Potential Impact on U.S. Companies
For the last few decades, Congress has enacted legislation outlining what is and what is not appropriate with regard to Iran. For U.S. persons, there is very little commerce or interaction that is approved; for foreign persons, the U.S. Government has preferred to push a policy agenda, instead of expanding the jurisdictional reach of U.S. sanctions. For the last few decades, companies have come to rely on this rule of law in doing business with Iran. While this rule may well create a "loophole," as Senator Lautenberg has described it, the fact remains that U.S. policies have permitted access to these markets (albeit indirect access), provided no U.S. products or technology are being sold and no U.S. persons are involved in or otherwise expressly "facilitate" the Iranian transactions. Given the sheer number of bills pushing this issue and the bi-partisan support for the general principle, U.S. companies should be warned that doing business with Iran may soon become as problematic as doing business with Cuba.

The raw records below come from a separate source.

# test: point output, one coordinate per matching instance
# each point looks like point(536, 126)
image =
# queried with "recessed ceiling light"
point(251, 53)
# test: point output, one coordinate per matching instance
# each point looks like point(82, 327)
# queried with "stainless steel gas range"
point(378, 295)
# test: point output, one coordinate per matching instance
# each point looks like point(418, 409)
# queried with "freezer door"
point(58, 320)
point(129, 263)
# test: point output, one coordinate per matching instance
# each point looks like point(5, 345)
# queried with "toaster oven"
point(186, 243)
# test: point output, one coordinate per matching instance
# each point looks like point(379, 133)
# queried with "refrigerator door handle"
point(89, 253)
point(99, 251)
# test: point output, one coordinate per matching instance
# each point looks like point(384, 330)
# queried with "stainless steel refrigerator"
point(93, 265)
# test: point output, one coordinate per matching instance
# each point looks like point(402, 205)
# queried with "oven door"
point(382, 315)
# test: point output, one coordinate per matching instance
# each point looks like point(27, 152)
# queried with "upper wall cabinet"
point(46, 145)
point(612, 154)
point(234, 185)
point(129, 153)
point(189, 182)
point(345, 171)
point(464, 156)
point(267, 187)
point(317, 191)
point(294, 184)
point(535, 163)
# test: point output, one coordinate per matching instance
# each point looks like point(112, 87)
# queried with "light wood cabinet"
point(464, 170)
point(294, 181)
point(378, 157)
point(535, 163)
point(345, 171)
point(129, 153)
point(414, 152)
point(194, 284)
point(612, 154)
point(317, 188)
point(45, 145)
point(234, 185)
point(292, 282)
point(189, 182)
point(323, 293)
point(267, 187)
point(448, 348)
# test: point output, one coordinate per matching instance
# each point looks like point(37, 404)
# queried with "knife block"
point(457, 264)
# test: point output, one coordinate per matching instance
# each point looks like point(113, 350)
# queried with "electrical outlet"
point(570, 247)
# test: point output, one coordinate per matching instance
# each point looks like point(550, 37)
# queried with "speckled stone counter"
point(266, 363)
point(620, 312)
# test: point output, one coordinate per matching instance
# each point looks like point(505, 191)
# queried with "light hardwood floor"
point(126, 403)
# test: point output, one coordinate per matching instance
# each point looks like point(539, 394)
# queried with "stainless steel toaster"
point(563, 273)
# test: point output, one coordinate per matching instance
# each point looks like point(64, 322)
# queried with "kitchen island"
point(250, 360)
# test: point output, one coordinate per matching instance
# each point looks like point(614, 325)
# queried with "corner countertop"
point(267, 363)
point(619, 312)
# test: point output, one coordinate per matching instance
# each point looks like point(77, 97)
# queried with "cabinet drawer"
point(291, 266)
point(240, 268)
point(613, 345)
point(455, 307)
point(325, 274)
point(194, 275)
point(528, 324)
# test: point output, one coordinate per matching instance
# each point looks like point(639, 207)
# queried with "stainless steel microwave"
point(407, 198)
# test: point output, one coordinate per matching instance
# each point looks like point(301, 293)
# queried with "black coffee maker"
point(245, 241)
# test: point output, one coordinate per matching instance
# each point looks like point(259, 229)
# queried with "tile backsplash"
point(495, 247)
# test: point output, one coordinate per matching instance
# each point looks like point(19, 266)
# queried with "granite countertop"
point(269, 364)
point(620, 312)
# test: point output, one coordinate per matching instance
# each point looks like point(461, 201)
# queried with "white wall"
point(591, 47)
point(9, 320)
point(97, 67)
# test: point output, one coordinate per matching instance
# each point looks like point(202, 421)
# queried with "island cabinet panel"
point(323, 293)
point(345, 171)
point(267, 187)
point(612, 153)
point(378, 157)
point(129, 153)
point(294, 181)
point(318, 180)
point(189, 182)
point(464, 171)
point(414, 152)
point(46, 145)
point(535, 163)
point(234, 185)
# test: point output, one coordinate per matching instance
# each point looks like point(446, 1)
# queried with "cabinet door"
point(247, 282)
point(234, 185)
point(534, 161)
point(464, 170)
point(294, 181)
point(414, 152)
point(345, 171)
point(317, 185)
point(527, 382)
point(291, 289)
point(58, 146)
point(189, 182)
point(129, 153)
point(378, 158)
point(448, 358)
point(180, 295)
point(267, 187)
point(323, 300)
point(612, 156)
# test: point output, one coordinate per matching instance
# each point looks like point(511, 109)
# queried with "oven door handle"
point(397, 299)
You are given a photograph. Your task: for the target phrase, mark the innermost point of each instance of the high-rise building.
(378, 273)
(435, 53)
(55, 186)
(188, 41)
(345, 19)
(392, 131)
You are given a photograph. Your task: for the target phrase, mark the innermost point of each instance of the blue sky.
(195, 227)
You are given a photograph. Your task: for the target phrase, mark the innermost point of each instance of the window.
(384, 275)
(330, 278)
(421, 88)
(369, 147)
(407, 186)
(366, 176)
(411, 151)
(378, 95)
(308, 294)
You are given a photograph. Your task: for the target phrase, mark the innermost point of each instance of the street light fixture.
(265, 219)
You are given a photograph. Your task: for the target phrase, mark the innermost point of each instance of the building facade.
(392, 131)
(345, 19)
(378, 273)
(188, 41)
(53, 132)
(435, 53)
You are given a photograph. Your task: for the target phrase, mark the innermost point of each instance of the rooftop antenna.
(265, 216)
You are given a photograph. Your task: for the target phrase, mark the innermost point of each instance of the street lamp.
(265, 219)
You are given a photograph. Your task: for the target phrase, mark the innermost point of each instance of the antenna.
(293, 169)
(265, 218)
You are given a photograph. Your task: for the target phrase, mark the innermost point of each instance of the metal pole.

Regardless, if any of the threatened legislation discussed above were to pass, it would clearly have a disruptive effect, placing U.S. companies instantly at risk for any and all actions of their foreign subsidiaries in doing business Iran. While the "90-day divestiture" window advanced by some may allow a little breathing room for U.S. companies suddenly saddled with liability for having a subsidiary doing business with Iran, it seems that such a window is far too short to "close the deal" and completely shut down or spin off a corporate entity. Still, U.S. companies should be aware that if the scope of the Iranian sanctions is expanded to include foreign subsidiaries, and if any of those foreign subsidiaries are doing business in or around Iran, there are significant business problems looming on the horizon.